Will Courts Defend Free Speech -- Or Forced Speech To Promote A Political Agenda?
by George Leef, Forbes, September 25, 2017
One of the great liberal (in the true sense of the word) decisions by the Supreme Court is West Virginia Board of Education v. Barnette, the 1943 case where the justices struck down a law that forced school children of the Jehovah’s Witness faith to salute the flag and recite the Pledge of Allegiance or face punishment for declining to do so.
The Court saw that compulsory speech was unconstitutional and un-American because, as Justice Jackson wrote, it “invades the sphere of intellect and spirit which it is the purpose of the First Amendment to reserve from all official control.” In telling the state that it could not mandate the rote utterance of certain words, the Court was upholding liberty – the cornerstone of the nation.
Today’s “liberals” have forgotten the wisdom of Barnette. They care little about liberty and instead desire to impose their ideas by force.
We see their authoritarianism popping up all around, and one place is mandatory speech. A number of states have enacted laws that require pregnancy clinics to post signs informing women who go there for help that the government has made family planning services, including abortion, available at low cost or even free. Even if the people who operate the clinic believe that abortion is morally wrong, they must post the sign or, like the Jehovah’s Witness children in Barnette, face punishment by the government.
Hawaii has enacted such a law and it is under challenge in federal district court. In Calvary Chapel Pearl Harbor v. Chin, the plaintiff argues that the law is unconstitutional. As attorney Ken Connelly of the Alliance Defending Freedom, which is assisting the plaintiffs, argues here, “No one should be forced to provide free advertising for the abortion industry, least of all pro-life centers that exist to help women choose life for their babies.”
He’s right. Those who favor abortion have abundant resources to inform women of that option and where to obtain one (even at taxpayer expense) without forcing people who do not favor it to spread their message. In fact, the pro-abortion side is so able to advertise its message that it’s difficult to believe that this law is anything other than a political victory dance.
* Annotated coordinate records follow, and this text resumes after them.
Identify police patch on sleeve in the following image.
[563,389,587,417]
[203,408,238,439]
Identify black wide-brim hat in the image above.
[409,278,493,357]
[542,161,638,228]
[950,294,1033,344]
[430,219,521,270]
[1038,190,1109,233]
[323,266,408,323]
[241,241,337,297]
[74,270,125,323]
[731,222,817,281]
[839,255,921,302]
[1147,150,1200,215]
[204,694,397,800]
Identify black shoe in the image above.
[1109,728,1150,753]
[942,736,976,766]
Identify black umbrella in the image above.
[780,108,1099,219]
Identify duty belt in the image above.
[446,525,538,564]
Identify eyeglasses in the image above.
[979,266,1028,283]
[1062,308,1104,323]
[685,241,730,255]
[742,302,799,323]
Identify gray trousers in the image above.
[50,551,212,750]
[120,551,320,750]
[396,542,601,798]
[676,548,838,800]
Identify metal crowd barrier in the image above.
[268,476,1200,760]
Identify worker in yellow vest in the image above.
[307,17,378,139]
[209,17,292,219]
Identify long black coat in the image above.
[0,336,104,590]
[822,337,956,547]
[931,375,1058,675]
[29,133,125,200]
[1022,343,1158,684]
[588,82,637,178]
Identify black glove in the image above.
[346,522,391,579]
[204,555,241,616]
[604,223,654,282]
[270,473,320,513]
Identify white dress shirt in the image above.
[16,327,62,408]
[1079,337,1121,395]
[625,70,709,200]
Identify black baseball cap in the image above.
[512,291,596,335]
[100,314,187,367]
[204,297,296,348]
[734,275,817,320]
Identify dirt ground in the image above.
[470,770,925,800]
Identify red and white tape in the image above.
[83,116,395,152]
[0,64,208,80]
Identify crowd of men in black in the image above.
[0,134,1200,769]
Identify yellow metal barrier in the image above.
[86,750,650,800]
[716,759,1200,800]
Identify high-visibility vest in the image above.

But the Hawaii case may be rendered moot by a case the Supreme Court may hear this year, National Institute of Family and Life Advocates v. Becerra. The case arose out of a California law that, just like in Hawaii, compels pro-life clinics to advertise the availability of abortion. It comes to the Supreme Court from the Ninth Circuit, which upheld the law on the grounds that it is a reasonable regulation of “professional speech.”
Seriously? Since when does a mandate to post a prescribed sign have anything to do with speech regarding professional services?
As Cato Institute’s amicus brief supporting the petition in the case argues, it has nothing to do with any proper regulation of speech by a professional. Ilya Shapiro and Thomas Berry point out, “The quality of true ‘professional speech’ that justifies limited regulation – namely an asymmetry of expert knowledge – is entirely absent here.”
In other words, California’s statute actually has nothing to do with professional speech; it simply forces professionals to speak in ways they may regard as morally wrong or harmful. “When a message can be understood by any individual who reads a website, brochure, or advertisement,” Shapiro and Berry continue, “it is not unique to the doctor-patient relationship.”
Moreover, if the Ninth Circuit’s decision were to stand, it would set a horrible precedent for all sorts of speech mandates that politicians might decide upon to help advance their political agendas. The Ninth Circuit was content to allow the government to force medical providers to post messages deemed relevant “to the health of the state’s citizens,” but that is so broad that almost anything could be mandated. The government should not be allowed to, write Shapiro and Berry, “put a thumb on the scale for the state’s favored viewpoint.”
Again, right, but I would mention that “the state” in fact has no viewpoint. Rather, some people have managed to use the state’s coercive power to force people who disagree with their viewpoint to bow down to them. That is not what government is supposed to be for.
Cathy Rose of the Family Research Council hits the nail squarely on the head, saying here, “In the war of ideas, the government should never force one side to carry the flag of the other. It’s not fair. More than that it’s government forced speech and that’s not constitutional.”
Oh, but what about the state’s supposed interest in ensuring that women know about the availability of abortion? That is no more compelling than the argument in Barnette that the government needed to promote national unity. Whether it needed to do that or not, the means used – mandated speech – was inappropriate and unconstitutional. The same is true here.
The Supreme Court needs to rule strongly against the concept of mandated speech, which offends the First Amendment just as much as does the suppression of speech.
If it doesn’t, we will undoubtedly see more and more such mandates, and probably more intrusive ones. It is bad enough to be compelled to post a sign that conveys information you regard as immoral, but why stop at signs? Could California mandate the equivalent of a Miranda warning for pregnant women? The Ninth Circuit’s decision opens the door to such abominations.
I will watch these cases and write about their outcomes in the following months.